Por: Juan Manuel Larrieu
En una provincia donde sobran productos, talento e historias para contar, lo único que falta es que el menú pase de la foto a la mesa.
En Río Negro, la gastronomía y la producción regional son mucho más que un plato en una mesa. Son identidad, cultura y economía en movimiento. Sin embargo, para quienes toman decisiones sigue siendo apenas un decorado: un recurso para una foto de campaña o para un acto con cazuela de cordero y pan casero, servidos solo para la ocasión.
El problema no es la falta de talento ni de materia prima. Ahí están los productores de frutos secos en el Valle, los criadores de cordero en la Línea Sur, los viñedos que crecen a la vera del río, los pescadores artesanales en el Golfo y los cocineros que, desde Las Grutas hasta Bariloche, defienden la materia prima local con creatividad y oficio.

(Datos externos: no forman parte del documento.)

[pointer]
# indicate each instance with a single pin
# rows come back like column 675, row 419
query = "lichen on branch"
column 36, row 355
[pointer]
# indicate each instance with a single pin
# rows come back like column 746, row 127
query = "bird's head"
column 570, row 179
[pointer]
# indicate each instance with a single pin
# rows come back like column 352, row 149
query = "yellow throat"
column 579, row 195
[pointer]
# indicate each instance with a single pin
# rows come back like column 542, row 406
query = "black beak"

Lo que falta es una política pública sostenida, seria, con presupuesto y planificación.
Pero quienes deberían mirar el horizonte, se miran el ombligo. Están más ocupados en sus internas, en sus equilibrios de poder y en sostener un calendario de actos, que en advertir lo que pasa a su alrededor. Mientras tanto, las oportunidades se enfrían: proyectos que podrían ser motores del turismo y la economía local quedan a medio camino, y los productores siguen remando solos en un río que podría tener viento a favor.
Demasiadas veces los recursos se diluyen en eventos aislados que desaparecen al año siguiente, en ferias improvisadas sin estrategia de promoción o en capacitaciones desconectadas del mercado real. El turismo gastronómico —que podría ser uno de los motores más potentes de la economía rionegrina— queda a merced de esfuerzos individuales y no de una visión colectiva.

En otras partes del mundo se entiende que un plato bien pensado puede atraer más visitantes que un folleto de oficina de turismo. Que detrás de cada queso artesanal, de cada botella de Pinot Noir o de cada filete de trucha, hay una cadena de valor que sostiene familias y dinamiza economías locales.
Aquí, en cambio, seguimos esperando que la gastronomía crezca sola, como si fuera un milagro. El talento está, los productos están, las historias para contar sobran. Lo que falta —y urge— es una política que levante la vista, encienda el fuego y lo sostenga, no solo para la foto, sino para el futuro.

Porque, al final, si los que reparten el menú siguen mirando el plato solo para la foto, no se asombren si un día lo encuentran limpio… pero en la mesa de otro.